Japan Geoscience Union Meeting 2019

Presentation information

[J] Oral

U (Union ) » Union

[U-04] Capture the fast process in Earth and planetary science

Wed. May 29, 2019 3:30 PM - 5:00 PM 103 (1F)

convener:Takashi Yoshino(Institute for Planetary Materials, Okayama University), Yoshinori Tange(Japan Synchrotron Radiation Research Institute), Chairperson:Takashi Yoshino(Okayama University), Yoshio Kono(愛媛大学地球深部ダイナミクスセンター), Yoshinori Tange

3:45 PM - 4:00 PM

[U04-08] Time-resolved synchrotron X-ray observations of mineral transformations under static pressures: applications to non-equilibrium behaviors in shocked meteorites

★Invited Papers

*Tomoaki Kubo1, Masaaki Miyahara2 (1.Kyushu University, 2.Hiroshima University)

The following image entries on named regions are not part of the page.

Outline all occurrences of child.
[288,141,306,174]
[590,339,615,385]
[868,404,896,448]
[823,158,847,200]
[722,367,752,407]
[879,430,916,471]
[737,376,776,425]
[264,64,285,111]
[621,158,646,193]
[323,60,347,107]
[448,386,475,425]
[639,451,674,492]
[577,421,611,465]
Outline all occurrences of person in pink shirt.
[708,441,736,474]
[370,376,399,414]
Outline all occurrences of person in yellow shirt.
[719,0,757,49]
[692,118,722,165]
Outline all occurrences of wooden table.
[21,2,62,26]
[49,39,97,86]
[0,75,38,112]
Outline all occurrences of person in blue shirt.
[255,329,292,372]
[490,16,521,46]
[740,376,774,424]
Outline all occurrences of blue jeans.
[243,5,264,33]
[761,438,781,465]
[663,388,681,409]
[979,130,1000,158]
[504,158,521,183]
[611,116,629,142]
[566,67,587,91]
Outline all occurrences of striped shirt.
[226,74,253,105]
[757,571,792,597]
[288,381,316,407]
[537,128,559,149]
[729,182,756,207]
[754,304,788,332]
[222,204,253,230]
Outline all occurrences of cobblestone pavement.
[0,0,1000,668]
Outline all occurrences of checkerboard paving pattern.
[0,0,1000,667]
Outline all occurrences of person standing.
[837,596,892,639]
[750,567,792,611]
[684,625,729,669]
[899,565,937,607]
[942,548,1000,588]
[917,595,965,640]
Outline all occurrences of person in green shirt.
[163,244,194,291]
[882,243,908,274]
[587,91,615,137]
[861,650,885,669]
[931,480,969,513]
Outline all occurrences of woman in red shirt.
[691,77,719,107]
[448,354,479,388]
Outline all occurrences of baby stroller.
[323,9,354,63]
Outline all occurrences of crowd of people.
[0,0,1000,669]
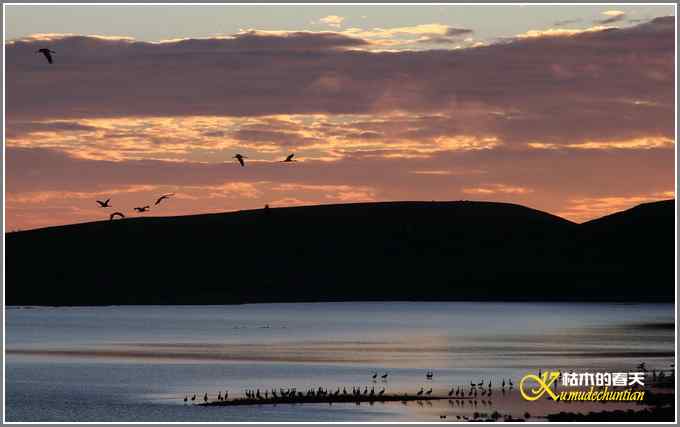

High-pressure transformations occur on timescales of ~0.01 to a few seconds in shocked meteorites. Reactions in such short timescales often remain incomplete and/or metastable state, which is usually problematic for the interpretation, but can be good information for shock durations if the kinetics is experimentally known. Here we present some experimental results on curious kinetic behaviors in seifertite and lingunite, those presences in shocked meteorites have been difficult to explain based on phase equilibrium. A conventional method combining multi-anvil high-pressure apparatus with synchrotron white X-ray was routinely used to observe non-equilibrium behaviors and their kinetics in minerals at pressures up to ~30 GPa by collecting time-resolved X-ray diffraction data every 10 sec with energy dispersive method. By using this system, we found that seifertite and lingunite are metastably formed at high pressures from silica and plagioclase, respectively. The problematic presence of these phases in shocked meteorites can be reasonably explained as metastable phases. Extrapolations of kinetic data obtained to shorter timescales at higher temperatures of shock events uniquely constrain the critical shock durations and the size of the impactor. Similar strategy has also been applied to the back-transformation recorded in shocked meteorites. Time-resolved X-ray observations have revealed that some high-pressure phases such as bridgmanite and lingunite do not directly transform to their low-pressure phases, but through the amorphous state. This may explain the presence of amorphous phases with enstatite and plagioclase compositions in shocked meteorites. Our studies demonstrate that the conventional 10-second time-resolved synchrotron X-ray observations under static pressures capture the critical processes of solid-state reactions during shock events. On the other hand, crystallization of high-pressure phases from shock-induced melt is another important process to be solved. Improvement of the system with better time resolution and grain observations by 2D detector are required to detect the rapid melt crystallization processes.